There is a known particle forming process called Stop-Flow-Lithography which uses microfluidic channels and a system interface that allows starting and stopping the flow at specific times. The fluid typically contains a precursor (e.g. PEG-DA) and a photoinitiator. When the channel is filled with the solution, the flow is stopped, and a microscope objective projects a pattern of ultraviolet (UV) light into the channels to initiate local polymerization. This creates a two-dimensional (2D) shaped bulk of crosslinked polymer that becomes the particle. After polymerization, the flow is restarted, the particles are flushed out and replaced by new precursor, and the next particle is synthesized. In this Stop-Flow-Lithography technique, the creeping flow at finite Reynolds numbers, which is typical for microfluidic channels, allows leveraging properties, such as diffusion based mixing, to create arbitrary, anisotropic 2D particles with stripes or internal gradients of various properties like fluorescent dyes or controlled concentration of colloid particles.
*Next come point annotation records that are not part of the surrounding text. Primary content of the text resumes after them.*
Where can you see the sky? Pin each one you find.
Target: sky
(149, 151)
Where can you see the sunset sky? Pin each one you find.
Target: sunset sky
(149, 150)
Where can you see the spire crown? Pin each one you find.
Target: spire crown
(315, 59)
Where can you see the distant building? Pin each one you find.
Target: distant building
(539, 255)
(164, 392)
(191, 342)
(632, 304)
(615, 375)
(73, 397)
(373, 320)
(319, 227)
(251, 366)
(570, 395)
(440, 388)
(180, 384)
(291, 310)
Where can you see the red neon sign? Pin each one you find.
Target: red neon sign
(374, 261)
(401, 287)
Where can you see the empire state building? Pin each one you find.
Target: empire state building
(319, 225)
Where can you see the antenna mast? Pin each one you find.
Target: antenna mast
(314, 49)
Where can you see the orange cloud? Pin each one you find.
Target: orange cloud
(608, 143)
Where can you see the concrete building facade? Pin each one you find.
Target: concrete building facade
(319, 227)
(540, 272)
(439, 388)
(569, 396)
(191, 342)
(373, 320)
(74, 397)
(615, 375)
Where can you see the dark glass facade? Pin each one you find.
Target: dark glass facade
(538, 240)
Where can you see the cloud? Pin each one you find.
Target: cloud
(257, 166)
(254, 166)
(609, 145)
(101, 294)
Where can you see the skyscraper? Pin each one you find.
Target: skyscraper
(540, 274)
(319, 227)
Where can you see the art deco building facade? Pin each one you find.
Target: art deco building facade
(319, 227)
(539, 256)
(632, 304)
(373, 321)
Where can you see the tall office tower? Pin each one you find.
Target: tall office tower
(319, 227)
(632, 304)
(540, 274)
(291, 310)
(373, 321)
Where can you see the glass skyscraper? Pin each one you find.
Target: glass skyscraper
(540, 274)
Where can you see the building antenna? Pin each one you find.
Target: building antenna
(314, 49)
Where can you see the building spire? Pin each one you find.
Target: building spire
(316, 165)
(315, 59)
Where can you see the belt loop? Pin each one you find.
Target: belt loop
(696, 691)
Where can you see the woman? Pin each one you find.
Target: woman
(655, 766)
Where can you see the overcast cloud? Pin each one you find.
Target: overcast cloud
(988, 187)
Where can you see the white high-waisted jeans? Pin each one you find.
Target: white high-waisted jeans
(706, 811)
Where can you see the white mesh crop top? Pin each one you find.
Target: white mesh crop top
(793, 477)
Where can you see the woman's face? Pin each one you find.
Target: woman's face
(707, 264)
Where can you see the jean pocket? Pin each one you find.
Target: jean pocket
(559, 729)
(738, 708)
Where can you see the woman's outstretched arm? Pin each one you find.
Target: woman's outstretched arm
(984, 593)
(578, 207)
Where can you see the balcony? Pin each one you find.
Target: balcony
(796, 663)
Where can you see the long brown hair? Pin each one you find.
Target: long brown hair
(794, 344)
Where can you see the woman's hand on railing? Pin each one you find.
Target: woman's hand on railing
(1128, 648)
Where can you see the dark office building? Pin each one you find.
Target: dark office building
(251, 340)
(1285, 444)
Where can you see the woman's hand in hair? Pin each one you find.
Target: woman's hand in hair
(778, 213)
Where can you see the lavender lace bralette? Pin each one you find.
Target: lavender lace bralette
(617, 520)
However, it is difficult to scale the Stop-Flow-Lithography technique to an industrial setting because it relies on closed micro-channels and single microscope objectives per channel. Further, particles tend to stick to the top and bottom channel walls during polymerization. This limits its use as a continuous process.
Also, microlens arrays have been used for projection lithography, most notably in work relating to complex patterning of sub-micrometer features over large area surfaces using PDMS stamps with integrated glass microspheres as lenses.